The toxicologist for the Crown testified that, on the assumption that Ms. Gallant was driving at 3:45 p.m., her BAC would have been between 350 and 405 milligrams of alcohol at the time. The toxicologist surmised that Ms. Gallant’s BAC would have been even higher if she drove earlier, and a person could even die when having consumed that much alcohol. The toxicologist stated that her opinions on BAC were independent of gender or age, and were based on four assumptions. Two of these assumptions are relevant to this case: one is that the accused did not consume a large amount of alcohol just before driving (i.e. bolus drinking), and the second is that she did not consume alcohol after driving. The toxicologist was also asked how much alcohol someone would have consumed in the 15 minutes before driving or shortly afterwards, to not exceed 80 milligrams at the time of the accident but still produce the BAC readings obtained for Ms. Gallant. She responded that a 100-pound woman must consume 7.5 ounces of alcohol, such as vodka, to not exceed 80 milligrams at the time of driving.

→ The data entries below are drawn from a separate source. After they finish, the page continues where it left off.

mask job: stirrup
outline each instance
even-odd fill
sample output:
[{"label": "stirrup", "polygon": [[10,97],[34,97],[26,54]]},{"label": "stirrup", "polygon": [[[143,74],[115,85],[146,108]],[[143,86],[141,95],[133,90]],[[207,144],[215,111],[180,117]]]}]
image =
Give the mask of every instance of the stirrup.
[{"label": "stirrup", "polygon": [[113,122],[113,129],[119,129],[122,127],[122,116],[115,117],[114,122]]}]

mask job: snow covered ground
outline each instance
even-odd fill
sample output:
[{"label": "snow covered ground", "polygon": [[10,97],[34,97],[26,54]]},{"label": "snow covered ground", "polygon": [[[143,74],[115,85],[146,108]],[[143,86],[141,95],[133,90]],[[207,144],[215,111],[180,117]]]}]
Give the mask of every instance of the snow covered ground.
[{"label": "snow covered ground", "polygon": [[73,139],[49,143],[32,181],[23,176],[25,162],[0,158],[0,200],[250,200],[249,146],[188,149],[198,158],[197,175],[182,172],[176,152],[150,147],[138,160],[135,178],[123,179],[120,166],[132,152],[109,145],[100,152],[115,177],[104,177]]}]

Justice Borenstein expressed a certain belief that Ms. Gallant was impaired and also had a ‘dangerously high’ BAC when she was tested at the station. However, the issue of merit in deciding this case was whether there was a reasonable doubt that the accused drank 7.5 ounces of vodka or more, in the 15 minutes before driving or after the accident. Given that 6.5 to 13 ounces of alcohol were missing from the vodka bottle in Ms. Gallant’s purse, there was opportunity for her to have done so.

The toxicologist’s report was based on the assumption that there was no bolus drinking. The courts have generally acknowledged that bolus drinking is a relatively rare occurrence and people do not normally consume large quantities of alcohol immediately prior to, or while, driving (R. v. Paszczenko (2010)). Nevertheless, the Crown is in a difficult position of having to prove a negative in order to establish that an accused has not been involved in bolus drinking. Often, such cases are further challenged by a lack of witnesses or evidence on the accused’s drinking behaviour at the relevant time.

In this case, the Crown argued that it is not reasonable to speculate that Ms. Gallant drank 7.5 ounces of vodka or more immediately before or after driving (and before her blood alcohol test). However, Justice Borenstein disagreed, noting that although it may be unlikely that she drank this amount, there was reason to believe that bolus drinking may have occurred, based on the following circumstances.

  • The first officer on the scene observed no signs of impairment.
  • There was 6.5 to 13 ounces of alcohol missing from the accused’s vodka bottle.
  • Ms. Gallant attempted to prevent the officers from finding the vodka bottle.
  • She had time and access to an open bottle of vodka, which created a real possibility that she consumed vodka while and/or just before driving.
  • The open bottle of alcohol in the car is a potential indicator of abnormal drinking.

Also, although the accident may be evidence of impairment, Justice Borenstein stated that the possibility that Ms. Gallant swerved to avoid a cat, as told to the arresting officers, is a potential and innocent reason for her collision. Further, the general lack of evidence on the cause of the accident and the uncertainty on the rest of the evidence raises a reasonable doubt on the issues in this case. Although Justice Borenstein thought it likely that the accused did not drink 7.5 or more ounces of alcohol, he acknowledged that there was nevertheless a possibility of bolus drinking. Concluding that the Crown had not proven the charges of impaired driving and ‘over 80’ beyond a reasonable doubt, Justice Borenstein ruled that the accused must be found not guilty.